Though he spent three-fourths of his long life this side the Atlantic, he was to the last a typical Scotchman - a Scotchman of the Scots. He retained the dialect of his native country with all its peculiarities of brogue and accent to the last, and also the better qualities of the Scottish mind and heart, without the more undesirable ones. He also abounded in that generous hospitality so characteristic of the race from which he was descended-that trait which Robert Burns was so impressed with when entertained on one occasion in the Scottish Highlands that, with a diamond, he inscribed the following lines on the window-pane of his bed-room:

          "When death's dark stream I ferry o'er.
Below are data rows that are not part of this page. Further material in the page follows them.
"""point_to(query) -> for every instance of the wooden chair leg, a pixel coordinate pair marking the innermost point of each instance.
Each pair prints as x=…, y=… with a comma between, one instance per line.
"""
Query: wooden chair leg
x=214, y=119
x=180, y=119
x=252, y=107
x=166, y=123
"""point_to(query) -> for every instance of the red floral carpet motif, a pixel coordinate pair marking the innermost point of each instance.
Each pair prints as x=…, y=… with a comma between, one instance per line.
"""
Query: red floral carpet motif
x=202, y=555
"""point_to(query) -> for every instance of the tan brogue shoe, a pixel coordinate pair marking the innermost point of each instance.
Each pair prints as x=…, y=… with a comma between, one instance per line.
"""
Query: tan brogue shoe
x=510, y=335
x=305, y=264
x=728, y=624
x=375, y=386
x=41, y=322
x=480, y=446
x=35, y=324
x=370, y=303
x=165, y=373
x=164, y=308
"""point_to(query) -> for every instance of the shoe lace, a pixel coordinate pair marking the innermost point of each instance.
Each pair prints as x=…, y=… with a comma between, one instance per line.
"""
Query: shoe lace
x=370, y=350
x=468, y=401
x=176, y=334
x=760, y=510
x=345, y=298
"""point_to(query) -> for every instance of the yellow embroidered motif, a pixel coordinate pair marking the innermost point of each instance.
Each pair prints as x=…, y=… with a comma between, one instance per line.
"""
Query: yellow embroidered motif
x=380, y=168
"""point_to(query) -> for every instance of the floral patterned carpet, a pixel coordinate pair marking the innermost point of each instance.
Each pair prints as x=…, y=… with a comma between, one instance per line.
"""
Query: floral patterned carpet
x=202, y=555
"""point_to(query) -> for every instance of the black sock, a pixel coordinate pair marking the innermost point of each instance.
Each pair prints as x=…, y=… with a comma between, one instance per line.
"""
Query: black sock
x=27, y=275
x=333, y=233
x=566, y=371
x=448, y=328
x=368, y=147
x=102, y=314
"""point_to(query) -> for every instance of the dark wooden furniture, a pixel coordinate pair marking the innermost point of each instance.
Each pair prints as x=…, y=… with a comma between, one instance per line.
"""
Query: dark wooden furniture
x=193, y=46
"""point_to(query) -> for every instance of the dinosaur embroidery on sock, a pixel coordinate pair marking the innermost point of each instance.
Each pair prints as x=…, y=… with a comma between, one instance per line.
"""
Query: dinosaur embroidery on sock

          A time that surely shall come,

          In heaven itself I'll ask no more

          Than just a Highland welcome."


In his extreme age "Father Vipond" was a man of decidedly impressive personal appearance. His head and face indicated a thoroughly well balanced mind, a broad intelligence, a sound judgment, a determined will, a benignant and sunny disposition, and a refinement and gentleness of manner which attracted people of all classes to him. Goodness and love beamed from his very eyes, and were reflected in every feature of his countenance. His venerable and distinguished appearance commanded the attention of all classes. Prominent railway officials would alight from their private car in order to speak with him and introduce to him their friends, on seeing him at the railway station; and, out of respect to his patriarchal appearance and his commanding intelligence and goodness, they favored him frequently with the freedom of their respective roads.

The most fondly cherished hope of this venerable patriarch's life was that he might survive to hail the coming of the Lord. Though mistaken therein he fully believed it had been revealed to him that, like Simeon of old, he should not die until he had seen the Lord's Christ. Instead of having it as he desired, the King, while yet delaying His appearing, summoned him to His presence. But what better fitness for such a summons could any man have than that of readiness for and expectancy of the Lord's personal appearing?

This good man fell asleep in Christ on Sunday, June 1, 1902, aged ninety-five years and seventeen days; and loving Christian friends laid his remains to rest in the cemetery near his home in Hillside, Colorado, where they await the resurrection morn.

 

[1] Presumably by the Chair.
[2] Journal of General Conference of 1882, pp. 257 and 262, 283.